元日本代表の平野孝さんもゲストで来ており、「アイマスクを付けると、いつも人の声を漠然と聞いていたことが分かった」と印象を話した。
ブラインドサッカーの魅力は、チーム全員が助け合うことにあるが、視覚障がいを持つ人に、自信を与えることもそうだ。生まれつき視覚障がいを持つ内田さんは、「健常者と一緒にできるので、障がいの有無に関係なく、フェアに思い切り戦い合える。ピッチ上では、誰を気にするわけではなく、自由に動き回れる」と話す。
同大会は、サッカー好きな25~30歳の社会人7人がボランティアで集まり企画した。呼びかけ人である荒昌史さんは、高校時代、サッカー部の副キャプテンを務め、埼玉県でベスト8まで行った実績を持つ。「サッカーの人を引き付ける力はソーシャルに生かせる」と話す。

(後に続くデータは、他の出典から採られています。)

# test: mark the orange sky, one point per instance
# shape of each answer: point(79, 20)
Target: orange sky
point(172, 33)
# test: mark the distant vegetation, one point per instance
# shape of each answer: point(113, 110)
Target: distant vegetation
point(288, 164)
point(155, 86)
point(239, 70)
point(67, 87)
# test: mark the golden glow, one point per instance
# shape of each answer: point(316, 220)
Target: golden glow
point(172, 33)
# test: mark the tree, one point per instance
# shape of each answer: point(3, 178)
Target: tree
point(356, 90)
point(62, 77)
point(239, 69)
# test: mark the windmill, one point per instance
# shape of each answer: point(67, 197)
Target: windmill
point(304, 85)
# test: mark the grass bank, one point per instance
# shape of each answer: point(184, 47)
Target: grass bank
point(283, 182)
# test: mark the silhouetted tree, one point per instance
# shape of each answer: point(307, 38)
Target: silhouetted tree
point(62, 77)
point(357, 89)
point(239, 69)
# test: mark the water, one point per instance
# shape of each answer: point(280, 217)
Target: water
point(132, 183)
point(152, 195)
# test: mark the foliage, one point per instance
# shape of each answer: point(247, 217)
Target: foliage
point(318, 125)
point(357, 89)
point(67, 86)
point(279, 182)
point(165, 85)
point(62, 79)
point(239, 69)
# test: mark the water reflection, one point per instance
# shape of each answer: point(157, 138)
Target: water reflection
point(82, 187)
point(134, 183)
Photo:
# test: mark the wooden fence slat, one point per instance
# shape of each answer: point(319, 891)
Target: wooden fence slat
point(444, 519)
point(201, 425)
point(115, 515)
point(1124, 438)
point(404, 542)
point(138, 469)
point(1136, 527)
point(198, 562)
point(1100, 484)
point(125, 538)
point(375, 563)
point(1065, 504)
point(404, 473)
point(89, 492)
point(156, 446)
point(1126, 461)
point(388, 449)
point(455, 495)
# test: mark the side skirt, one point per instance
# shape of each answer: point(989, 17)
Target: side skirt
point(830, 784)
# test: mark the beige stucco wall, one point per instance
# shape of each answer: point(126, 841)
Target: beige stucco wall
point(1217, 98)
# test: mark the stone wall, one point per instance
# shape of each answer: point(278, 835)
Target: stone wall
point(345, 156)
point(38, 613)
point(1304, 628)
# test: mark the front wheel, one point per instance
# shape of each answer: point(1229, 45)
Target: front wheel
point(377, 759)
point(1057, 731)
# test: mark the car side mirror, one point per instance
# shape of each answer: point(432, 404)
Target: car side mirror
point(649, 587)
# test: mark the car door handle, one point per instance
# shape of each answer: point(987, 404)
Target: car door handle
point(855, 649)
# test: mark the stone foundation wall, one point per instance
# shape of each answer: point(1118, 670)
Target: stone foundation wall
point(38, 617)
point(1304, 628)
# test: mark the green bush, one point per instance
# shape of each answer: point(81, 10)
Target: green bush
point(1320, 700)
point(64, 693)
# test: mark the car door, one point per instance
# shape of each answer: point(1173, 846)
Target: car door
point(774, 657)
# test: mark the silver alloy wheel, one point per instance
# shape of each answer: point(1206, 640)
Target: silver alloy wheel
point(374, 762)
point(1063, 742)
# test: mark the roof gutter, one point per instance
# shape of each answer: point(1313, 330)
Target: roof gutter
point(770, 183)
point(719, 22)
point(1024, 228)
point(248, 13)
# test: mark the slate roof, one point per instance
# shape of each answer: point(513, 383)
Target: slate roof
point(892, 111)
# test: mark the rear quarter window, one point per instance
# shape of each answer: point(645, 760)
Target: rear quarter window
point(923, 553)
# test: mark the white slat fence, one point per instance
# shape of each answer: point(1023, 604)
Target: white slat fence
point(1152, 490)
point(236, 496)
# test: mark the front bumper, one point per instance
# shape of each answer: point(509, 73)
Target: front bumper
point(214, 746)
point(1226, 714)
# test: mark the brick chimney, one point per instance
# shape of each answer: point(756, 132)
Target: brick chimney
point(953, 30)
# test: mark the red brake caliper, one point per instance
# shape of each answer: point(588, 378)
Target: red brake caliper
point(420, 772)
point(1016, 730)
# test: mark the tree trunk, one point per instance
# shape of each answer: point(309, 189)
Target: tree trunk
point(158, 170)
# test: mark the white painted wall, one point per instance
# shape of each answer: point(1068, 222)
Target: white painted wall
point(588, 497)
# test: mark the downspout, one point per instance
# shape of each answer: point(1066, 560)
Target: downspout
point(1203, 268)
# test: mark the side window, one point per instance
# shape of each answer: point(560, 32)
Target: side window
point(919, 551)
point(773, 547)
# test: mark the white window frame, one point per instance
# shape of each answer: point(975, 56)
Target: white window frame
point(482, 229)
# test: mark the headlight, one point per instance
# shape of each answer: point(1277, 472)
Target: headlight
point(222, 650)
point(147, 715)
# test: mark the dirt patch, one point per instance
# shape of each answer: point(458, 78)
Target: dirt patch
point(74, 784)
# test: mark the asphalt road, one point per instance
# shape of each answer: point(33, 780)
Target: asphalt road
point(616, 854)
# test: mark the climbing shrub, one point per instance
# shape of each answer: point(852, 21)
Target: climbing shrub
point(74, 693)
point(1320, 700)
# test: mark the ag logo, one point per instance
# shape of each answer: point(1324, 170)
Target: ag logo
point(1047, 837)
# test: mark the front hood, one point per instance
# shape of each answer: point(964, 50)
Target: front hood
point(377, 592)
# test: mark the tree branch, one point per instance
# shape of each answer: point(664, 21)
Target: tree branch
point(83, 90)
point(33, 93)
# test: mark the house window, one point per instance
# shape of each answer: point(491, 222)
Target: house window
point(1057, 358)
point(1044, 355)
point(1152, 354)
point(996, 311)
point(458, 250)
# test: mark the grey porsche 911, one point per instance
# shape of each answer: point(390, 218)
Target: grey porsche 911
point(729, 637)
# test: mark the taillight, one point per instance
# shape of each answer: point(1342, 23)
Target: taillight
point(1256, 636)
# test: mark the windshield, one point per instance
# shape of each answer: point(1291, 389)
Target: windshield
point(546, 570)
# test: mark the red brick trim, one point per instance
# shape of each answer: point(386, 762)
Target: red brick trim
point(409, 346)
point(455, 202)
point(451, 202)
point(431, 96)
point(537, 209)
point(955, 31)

「サッカーによる社会貢献」のコンセプトを思いついた経緯は、東日本大震災直後に行われた日本代表とJリーグ選抜のチャリティーマッチでの三浦知良選手のゴールにある。「小学生から見てきたカズのゴールに、自然と涙が出てきた」と荒さん。震災後、何かできないかと思っていた荒さんは、このゴールをきっかけに、動き出す。
2012年9月、福島県で開催された横浜FC主催のJ2公式戦「福島魂マッチ」のサポートなどにも携わった。仲間を集め、コロカップも運営している。第一回目は、今年6月に開催され、ゲストに東北支援もする、元日本代表の加藤久さんが訪れた。

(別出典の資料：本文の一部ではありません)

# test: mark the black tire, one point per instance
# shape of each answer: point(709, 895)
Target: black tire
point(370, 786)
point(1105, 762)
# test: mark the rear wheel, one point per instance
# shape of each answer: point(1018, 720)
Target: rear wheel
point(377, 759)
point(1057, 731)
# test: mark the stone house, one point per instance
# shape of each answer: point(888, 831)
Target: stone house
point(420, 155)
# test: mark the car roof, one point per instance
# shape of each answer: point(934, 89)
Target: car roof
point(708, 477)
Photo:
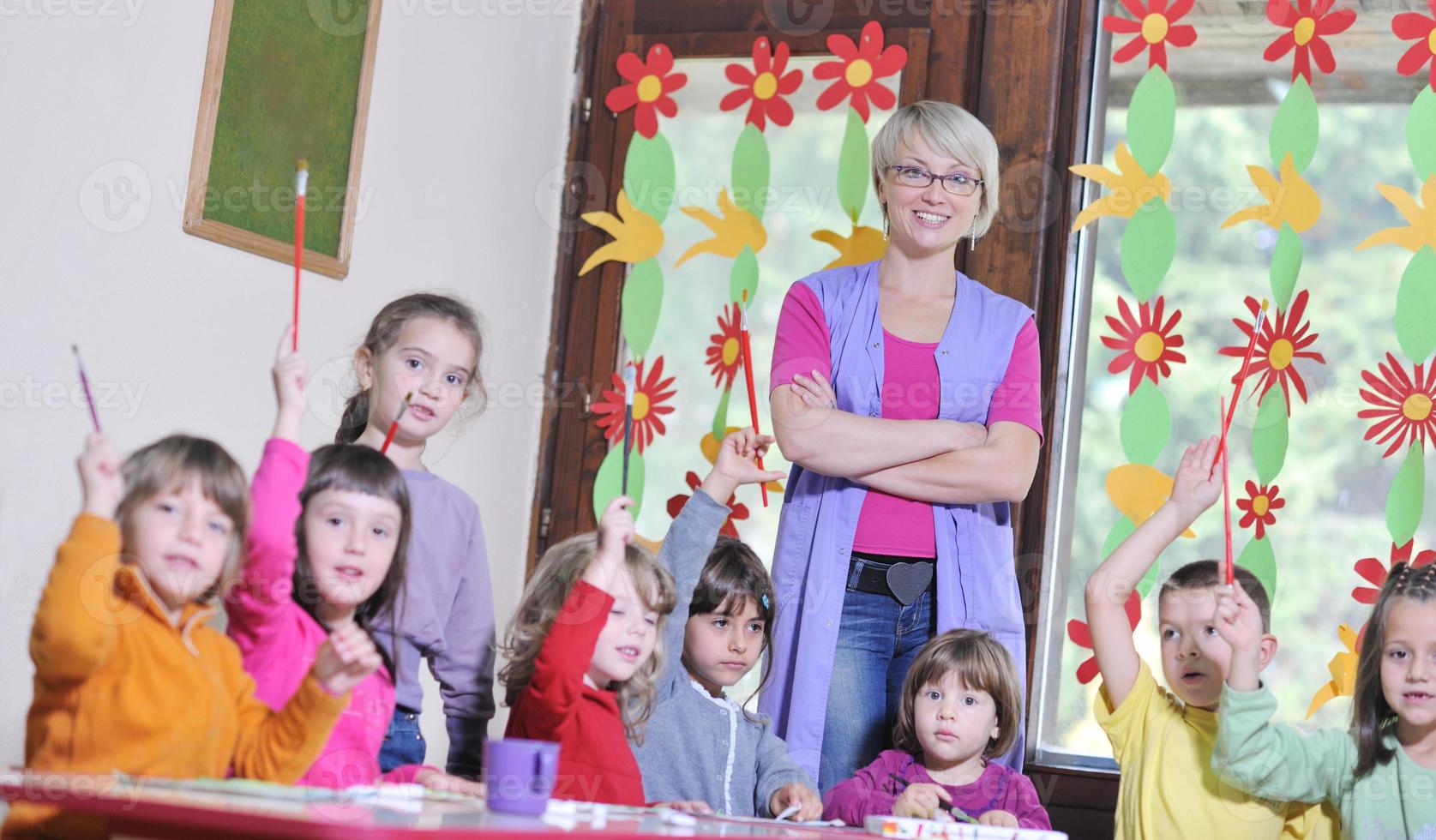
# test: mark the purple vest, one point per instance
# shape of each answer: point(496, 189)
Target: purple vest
point(976, 579)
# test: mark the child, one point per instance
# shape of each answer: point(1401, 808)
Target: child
point(322, 555)
point(700, 744)
point(428, 345)
point(127, 674)
point(961, 707)
point(1380, 773)
point(1162, 740)
point(583, 651)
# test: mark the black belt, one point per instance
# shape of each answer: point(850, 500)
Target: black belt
point(901, 578)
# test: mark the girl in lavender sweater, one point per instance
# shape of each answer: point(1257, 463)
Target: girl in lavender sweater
point(959, 707)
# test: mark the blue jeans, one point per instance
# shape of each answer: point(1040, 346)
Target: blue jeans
point(404, 741)
point(876, 642)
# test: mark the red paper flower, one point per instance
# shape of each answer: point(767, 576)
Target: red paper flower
point(648, 398)
point(1080, 633)
point(766, 85)
point(857, 70)
point(1376, 573)
point(1306, 25)
point(1415, 26)
point(648, 89)
point(1280, 345)
point(1259, 507)
point(1153, 27)
point(724, 348)
point(1145, 342)
point(1403, 402)
point(738, 510)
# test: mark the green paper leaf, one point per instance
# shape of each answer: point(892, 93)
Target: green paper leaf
point(1285, 265)
point(649, 177)
point(1416, 306)
point(744, 276)
point(1270, 437)
point(1295, 127)
point(1421, 132)
point(1406, 497)
point(608, 484)
point(852, 167)
point(1259, 559)
point(750, 171)
point(642, 299)
point(1146, 424)
point(1151, 119)
point(1148, 247)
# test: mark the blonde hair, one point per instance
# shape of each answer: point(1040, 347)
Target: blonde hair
point(543, 599)
point(981, 663)
point(176, 461)
point(950, 131)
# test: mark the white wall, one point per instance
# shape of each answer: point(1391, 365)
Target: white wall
point(467, 117)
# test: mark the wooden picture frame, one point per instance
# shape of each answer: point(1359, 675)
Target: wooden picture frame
point(253, 128)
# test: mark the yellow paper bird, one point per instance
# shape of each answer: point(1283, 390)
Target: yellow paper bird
point(1421, 229)
point(1289, 200)
point(865, 246)
point(636, 236)
point(736, 229)
point(1343, 672)
point(1139, 490)
point(1127, 191)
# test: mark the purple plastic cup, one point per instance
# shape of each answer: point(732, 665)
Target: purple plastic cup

大会運営費は、協賛企業(アズパートナーズ、TRコンサルティング、オールオートバックスセブンユニオン)からまかなうため、2000円の参加費は全額寄付となる。今大会の寄付先は、福島の復興支援かブラインドサッカー協会への支援のどちらかだ。参加者が選べる仕組みとなっている。
「サッカーはソーシャルビジネスと相性が良い」と荒さんは見る。「感動させ、共感を生み出す力は国を超えても、通用する。サッカーの感動を、自分以外の誰かに伝えていきたい」と話す。次回コロカップは年末に開催予定だ。